As many of you may know, the state meet for 2018 and beyond will be different. There are several changes to the meet, though the one of the biggest is that it has moved to a prelims/finals format for all individual swim events.
In order to provide some quick information about these changes, we created this infographic with key changes highlighted.
For more in-depth information, including the 2018 q-times, we encourage you to read more below.
Additional State Details
The regional meet will still play a key role in qualify for state, even having q-times. This is because athletes must be entered into their state event at the regional meet even if a q-time has been met. Additionally, athletes must also compete and legally finish in the event at regionals to qualify for State. If a swimmer is disqualified or does not finish the regional event, they will not be allowed to compete in that event at the State Meet, even if they had achieved the qualifying standard during the regular season.
The field of 32 state swim qualifiers consists of:
- All swimmers that have met qualifying standard and competes in that event at the regional meet
- This includes anyone who meets the q-time during season or at the regional meet
- The next fastest regional times from swimmers that did not meet the q-time standard until the field of 32 is filled
- Regional champions from each event are auto qualifiers for the State Meet regardless of time
The field of 32 state dive qualifiers consists of:
- Regional Champions auto qualify
- The next best 26 scores from the regional meet
Prelims are seeded differently than before. The first heat will be seeds 25-32. The last three heats are circle-seeded. Here’s an example – the top three seeds in the state will swim in three separate heats. Number 1 will be in the fastest lane in last heat (heat 4). Number 2 will be in the fastest lane in the third heat. Number 3 will be in the fastest lane in the second heat. This will continue through all remaining 24 seeds. Notice the color gradation of the people icons on the graphic. They are colored in groups of three to illustrate this circle-seeding process.

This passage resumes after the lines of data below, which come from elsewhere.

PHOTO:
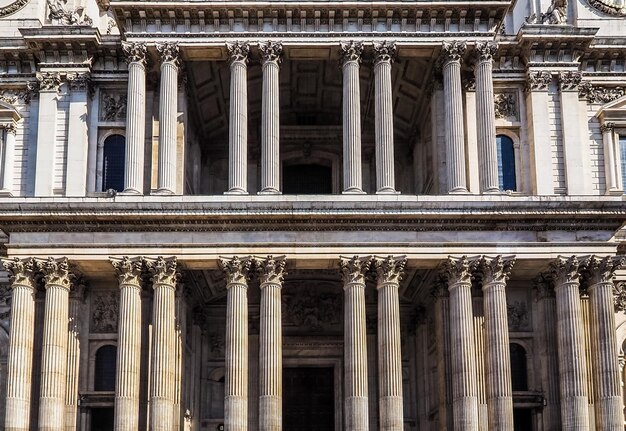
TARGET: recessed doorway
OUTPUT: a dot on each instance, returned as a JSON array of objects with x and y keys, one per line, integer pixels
[{"x": 308, "y": 399}]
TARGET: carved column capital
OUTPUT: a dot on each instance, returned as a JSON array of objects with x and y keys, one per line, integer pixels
[
  {"x": 452, "y": 52},
  {"x": 238, "y": 51},
  {"x": 351, "y": 51},
  {"x": 236, "y": 269},
  {"x": 607, "y": 127},
  {"x": 271, "y": 52},
  {"x": 271, "y": 270},
  {"x": 169, "y": 52},
  {"x": 389, "y": 270},
  {"x": 538, "y": 81},
  {"x": 56, "y": 272},
  {"x": 135, "y": 52},
  {"x": 128, "y": 271},
  {"x": 353, "y": 269},
  {"x": 21, "y": 271},
  {"x": 49, "y": 81},
  {"x": 384, "y": 52},
  {"x": 496, "y": 269},
  {"x": 565, "y": 270},
  {"x": 569, "y": 81},
  {"x": 163, "y": 271},
  {"x": 601, "y": 269},
  {"x": 485, "y": 51}
]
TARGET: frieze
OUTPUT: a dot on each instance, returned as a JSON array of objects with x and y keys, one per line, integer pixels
[
  {"x": 505, "y": 105},
  {"x": 599, "y": 94},
  {"x": 104, "y": 312},
  {"x": 112, "y": 106}
]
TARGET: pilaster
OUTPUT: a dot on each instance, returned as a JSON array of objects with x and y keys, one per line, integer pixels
[{"x": 389, "y": 272}]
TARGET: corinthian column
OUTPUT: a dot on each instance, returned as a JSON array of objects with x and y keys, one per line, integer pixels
[
  {"x": 238, "y": 121},
  {"x": 135, "y": 117},
  {"x": 54, "y": 346},
  {"x": 168, "y": 112},
  {"x": 464, "y": 386},
  {"x": 355, "y": 341},
  {"x": 77, "y": 296},
  {"x": 499, "y": 391},
  {"x": 389, "y": 272},
  {"x": 271, "y": 272},
  {"x": 352, "y": 176},
  {"x": 606, "y": 370},
  {"x": 236, "y": 344},
  {"x": 164, "y": 278},
  {"x": 127, "y": 374},
  {"x": 451, "y": 55},
  {"x": 21, "y": 335},
  {"x": 572, "y": 364},
  {"x": 384, "y": 55},
  {"x": 270, "y": 118},
  {"x": 487, "y": 152}
]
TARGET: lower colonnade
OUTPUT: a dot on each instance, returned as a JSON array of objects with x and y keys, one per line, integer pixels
[{"x": 558, "y": 290}]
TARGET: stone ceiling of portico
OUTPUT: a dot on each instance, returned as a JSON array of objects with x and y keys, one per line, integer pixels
[{"x": 308, "y": 88}]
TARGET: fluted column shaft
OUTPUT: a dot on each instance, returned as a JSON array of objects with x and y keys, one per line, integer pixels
[
  {"x": 352, "y": 171},
  {"x": 21, "y": 336},
  {"x": 238, "y": 120},
  {"x": 464, "y": 389},
  {"x": 164, "y": 280},
  {"x": 168, "y": 112},
  {"x": 383, "y": 117},
  {"x": 496, "y": 329},
  {"x": 271, "y": 272},
  {"x": 606, "y": 371},
  {"x": 355, "y": 343},
  {"x": 453, "y": 105},
  {"x": 572, "y": 364},
  {"x": 127, "y": 372},
  {"x": 270, "y": 118},
  {"x": 54, "y": 346},
  {"x": 488, "y": 156},
  {"x": 73, "y": 358},
  {"x": 9, "y": 159},
  {"x": 236, "y": 343},
  {"x": 389, "y": 273},
  {"x": 135, "y": 117}
]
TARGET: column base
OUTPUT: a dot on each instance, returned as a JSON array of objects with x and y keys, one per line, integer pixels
[
  {"x": 270, "y": 191},
  {"x": 236, "y": 191},
  {"x": 353, "y": 191}
]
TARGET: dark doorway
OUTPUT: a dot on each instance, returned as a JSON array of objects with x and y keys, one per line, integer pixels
[
  {"x": 522, "y": 419},
  {"x": 307, "y": 179},
  {"x": 308, "y": 399},
  {"x": 102, "y": 419}
]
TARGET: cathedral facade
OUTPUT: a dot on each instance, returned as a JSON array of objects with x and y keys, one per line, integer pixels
[{"x": 318, "y": 215}]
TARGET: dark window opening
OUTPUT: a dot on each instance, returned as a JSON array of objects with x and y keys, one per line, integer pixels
[
  {"x": 106, "y": 360},
  {"x": 506, "y": 163},
  {"x": 113, "y": 163},
  {"x": 307, "y": 179},
  {"x": 519, "y": 372}
]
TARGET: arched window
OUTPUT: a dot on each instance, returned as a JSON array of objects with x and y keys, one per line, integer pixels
[
  {"x": 519, "y": 372},
  {"x": 506, "y": 163},
  {"x": 113, "y": 163},
  {"x": 106, "y": 361},
  {"x": 307, "y": 179}
]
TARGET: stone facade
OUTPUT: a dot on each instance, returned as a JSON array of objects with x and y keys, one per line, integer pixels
[{"x": 312, "y": 216}]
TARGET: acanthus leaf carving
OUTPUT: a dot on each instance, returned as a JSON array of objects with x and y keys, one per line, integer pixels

Finals will consist of two heats. The first heat is known as consolation finals because those seeded 9-16 are ineligible to finish higher than 9th place. Yes, that means theoretically someone could break the state record in this heat but not finish higher than 9th (aka no spot on the podium). This is incredibly unlikely to ever occur. Scoring for the state meet goes through 16 places, so swimmers in this heat are racing for points for their team. The last heat are true finals (we like to think of them as “podium finals”). These top eight swimmers are racing for spots on the podium in addition to points for their team.
All relays swim timed finals like prior years. They are also seeded as before, with the slowest seeds in the last heat and the fastest seeds in the final heat.